Chief of the Air Staff, Air Chief Marshal Sir Stephen Dalton, praised the efforts of the 4 Royal Air Force pilots of Advanced Fast Jet Training Course 001.
Sir Stephen said:
The pilots who graduated today can be proud of what they have achieved as the pioneers of this new advanced training system, the Hawk T2, and can look forward with confidence that, following their conversion to operational aircraft, they will very soon take on their roles on Royal Air Force front line squadrons.
Having completed the course on the new Hawk they are some of the best trained pilots to graduate from UK fast jet training. Royal Air Force Valley delivers the most advanced fast jet training programme in the world. At the core of it, the Hawk’s advanced cockpit closely resembles that of our current and future combat aircraft, which will reduce the time required to convert to flying an operational aircraft, be that Typhoon, Tornado or the Lightning II.
The live flying at RAF Valley, on the Hawk T2, is supported by an increasing range of synthetic training on the ground. This makes every flying hour more productive and makes this entire programme even more cost effective for the UK.
While the previous Hawk T1 had a traditional cockpit with dials and instruments, the Hawk T2’s ‘glass’ cockpit is equipped with multi-function display screens, making it able to simulate a modern combat aircraft like the Typhoon or Lightning II.
Training on the ground is also ahead of that offered anywhere else. So called ‘synthetic’ training, using a range of simulators, means that each student covers a wider syllabus than before delivering a more proficient fast jet pilot to the front line operational conversion units (OCU) where they complete further training before they move to an operational role.

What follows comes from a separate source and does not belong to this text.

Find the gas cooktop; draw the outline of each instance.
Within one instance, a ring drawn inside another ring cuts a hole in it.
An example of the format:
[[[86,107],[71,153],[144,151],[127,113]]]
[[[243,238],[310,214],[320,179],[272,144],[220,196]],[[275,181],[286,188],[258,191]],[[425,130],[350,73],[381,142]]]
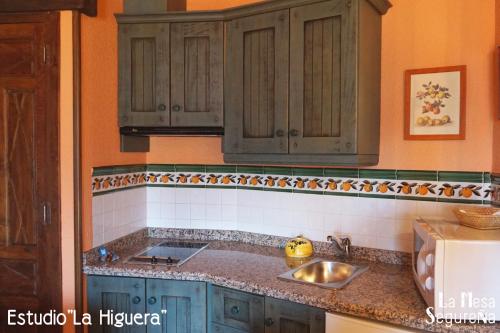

The course is 11 months long, with around 120 hours of live flying and a similar number of synthetic hours. There is no final examination as such, but the last trip on the course involves evading airborne and surface-to-air threats at medium and low level. The students then have to fly a Paveway IV bomb attack against a designated target whilst trying to evade a low-level airborne threat. They then have to lead their wingman home in a simulated emergency.
In a statement, the 4 students said:
Being on the first T2 course has proved to be an exciting and rewarding opportunity. Whilst there have undoubtedly been both pros and cons to being the T2 ‘Test Pilots’, we have been privileged to have the chance to be the very first students to receive this world-leading training.
The structure of the course has allowed us to learn entirely new skill sets which will hopefully stand us in good stead on both the OCU and beyond. The final sortie was a fitting culmination of the different phases and involved a mission that required detailed planning, leading to the employment of medium and low level evasion tactics, whilst reacting to an evolving intelligence scenario and a variety of surface to air threats.
The Station Commander at RAF Valley, Group Captain Adrian Hill, said:
This is the first graduation under the newly developed UK Military Flying Training System, in partnership with Ascent Flight Training. Royal Air Force Valley can produce a pilot who is now, more than ever before, able to master platforms of the future and deliver air power effects for the RAF which directly supports our success on operations. We take great pride in the quality of our training, which is reflected in the achievements of these high caliber officers, and their families can feel justifiably proud of their achievement.
The next course, with 2 Royal Navy and 4 Royal Air Force pilots, will graduate in August.